FOOTNOTES:

[1] Many freemen have been kidnapped in Illinois and sold into slavery.

[2] Evidently an allusion to the “underground railroad,” or smuggling of runaway slaves, which is generally supposed to be managed mainly by Quakers. This shows how knowledge of the abolition agitation must be carried among the slaves to the most remote districts.

[3] Creole means simply native of the region, but in Louisiana (a vast region purchased, by the United States, of France, for strategic reasons, and now proposed to be filibustered away from us), it generally indicates French blood.

[4] I also saw slaves at work every Sunday that I was in Louisiana. The law permits slaves to be worked, I believe, on Sunday; but requires that some compensation shall be made to them when they are—such as a subsequent holiday.

[5] The following resolutions were proposed (I am not sure that they were adopted) in the Southern Commercial Convention, at New Orleans, in 1855:

Resolved,—That this Convention strongly recommends the Chambers of Commerce and Commission Merchants of our Southern and South-western cities to adopt such a system of laws and regulations as will put a stop to the dangerous practice, heretofore existing, of making advances to planters, in anticipation of their crops—a practice entirely at variance with everything like safety in business transactions, and tending directly to establish the relations of master and slave between the merchant and planter, by bringing the latter into the most abject and servile bondage.

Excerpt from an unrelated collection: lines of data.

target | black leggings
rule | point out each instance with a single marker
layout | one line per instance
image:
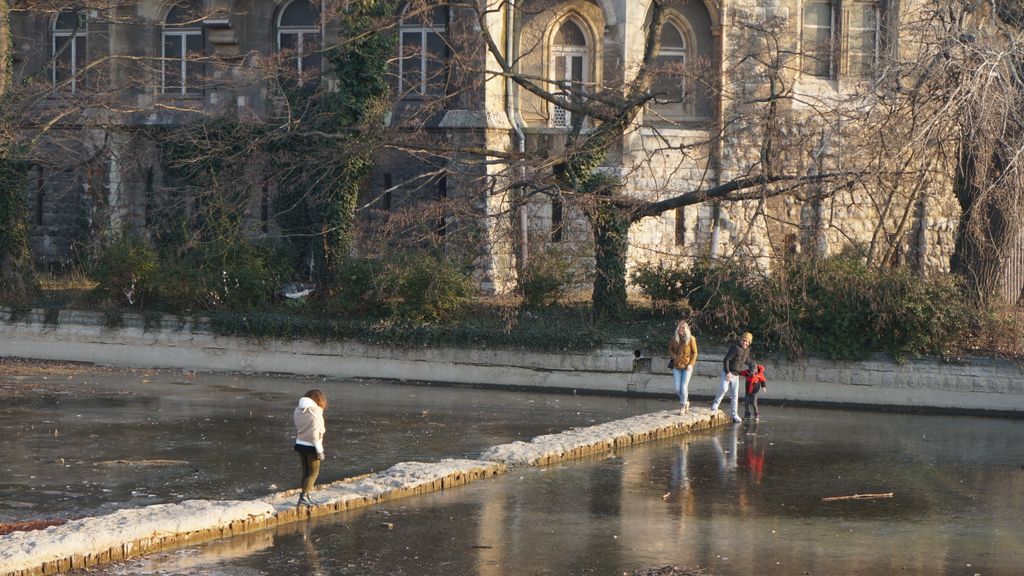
(310, 469)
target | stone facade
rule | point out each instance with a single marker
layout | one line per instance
(734, 56)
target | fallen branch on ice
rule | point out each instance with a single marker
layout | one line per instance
(857, 497)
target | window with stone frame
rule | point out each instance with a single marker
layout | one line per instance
(858, 23)
(181, 56)
(571, 57)
(423, 53)
(69, 51)
(863, 38)
(817, 39)
(300, 39)
(674, 98)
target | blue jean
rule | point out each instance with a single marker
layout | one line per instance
(681, 379)
(731, 385)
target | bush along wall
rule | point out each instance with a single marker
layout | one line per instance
(836, 306)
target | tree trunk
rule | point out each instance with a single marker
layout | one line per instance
(611, 230)
(985, 232)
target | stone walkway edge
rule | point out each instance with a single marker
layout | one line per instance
(129, 533)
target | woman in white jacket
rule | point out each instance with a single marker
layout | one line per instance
(309, 430)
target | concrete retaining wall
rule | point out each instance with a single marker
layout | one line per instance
(974, 384)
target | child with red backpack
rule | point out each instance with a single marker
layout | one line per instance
(756, 382)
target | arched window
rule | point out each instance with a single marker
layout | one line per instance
(69, 50)
(181, 68)
(673, 97)
(299, 38)
(570, 60)
(818, 39)
(423, 53)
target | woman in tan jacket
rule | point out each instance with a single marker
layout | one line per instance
(682, 357)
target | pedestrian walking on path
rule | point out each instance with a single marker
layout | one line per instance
(732, 364)
(682, 357)
(309, 429)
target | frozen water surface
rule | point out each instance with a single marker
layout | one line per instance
(80, 440)
(738, 500)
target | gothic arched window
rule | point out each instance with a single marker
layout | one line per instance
(69, 50)
(571, 54)
(181, 68)
(299, 38)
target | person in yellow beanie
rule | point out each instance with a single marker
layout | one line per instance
(733, 363)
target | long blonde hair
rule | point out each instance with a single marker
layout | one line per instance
(686, 331)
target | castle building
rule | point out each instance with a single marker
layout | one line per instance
(741, 86)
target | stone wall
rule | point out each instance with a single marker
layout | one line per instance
(974, 384)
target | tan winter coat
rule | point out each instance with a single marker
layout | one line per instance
(683, 355)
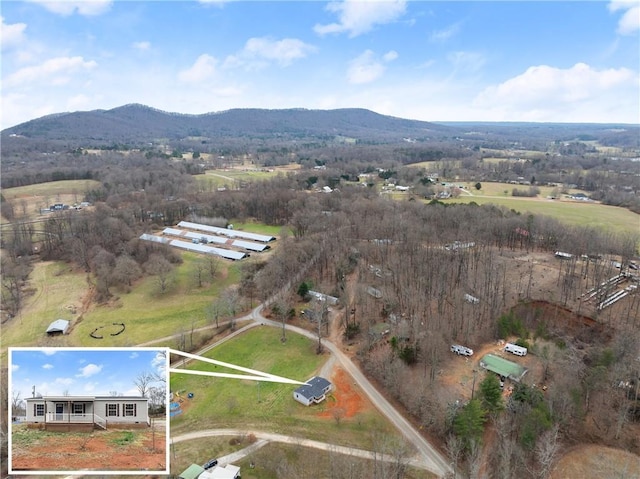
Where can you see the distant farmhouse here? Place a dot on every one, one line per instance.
(314, 391)
(59, 326)
(86, 413)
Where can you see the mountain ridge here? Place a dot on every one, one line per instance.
(136, 122)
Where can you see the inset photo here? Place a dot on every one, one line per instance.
(88, 410)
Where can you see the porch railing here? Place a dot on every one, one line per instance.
(66, 417)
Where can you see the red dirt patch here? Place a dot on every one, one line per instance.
(344, 397)
(595, 462)
(97, 451)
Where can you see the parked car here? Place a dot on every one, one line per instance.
(456, 348)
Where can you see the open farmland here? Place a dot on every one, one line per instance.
(28, 200)
(234, 178)
(611, 218)
(62, 292)
(225, 403)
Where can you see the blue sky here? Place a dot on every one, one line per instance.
(81, 372)
(574, 61)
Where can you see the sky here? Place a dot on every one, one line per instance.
(82, 371)
(542, 61)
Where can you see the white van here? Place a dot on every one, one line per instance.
(515, 349)
(456, 348)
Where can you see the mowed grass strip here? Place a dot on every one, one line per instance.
(245, 404)
(51, 189)
(605, 217)
(55, 292)
(59, 292)
(149, 314)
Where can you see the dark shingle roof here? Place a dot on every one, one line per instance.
(314, 388)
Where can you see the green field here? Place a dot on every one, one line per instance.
(59, 292)
(610, 218)
(232, 403)
(51, 189)
(234, 178)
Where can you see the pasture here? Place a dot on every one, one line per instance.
(60, 292)
(233, 403)
(575, 213)
(28, 200)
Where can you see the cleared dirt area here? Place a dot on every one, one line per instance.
(115, 450)
(596, 462)
(345, 400)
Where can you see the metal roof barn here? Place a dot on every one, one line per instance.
(503, 367)
(227, 232)
(154, 238)
(200, 248)
(248, 245)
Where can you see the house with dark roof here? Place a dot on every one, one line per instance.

Resolved,—That this Convention recommend, in the most urgent manner, that the planters of the Southern and South-western States patronize exclusively our home merchants, and that our Chambers of Commerce, and merchants generally, exert all their influence to exclude foreign agents from the purchase and sale of produce in any of our Southern and South-western cities.

Resolved, further,—That this Convention recommend to the legislatures of the Southern and South-western States to pass laws, making it a penitentiary offence for the planters to ask of the merchants to make such pecuniary advances.”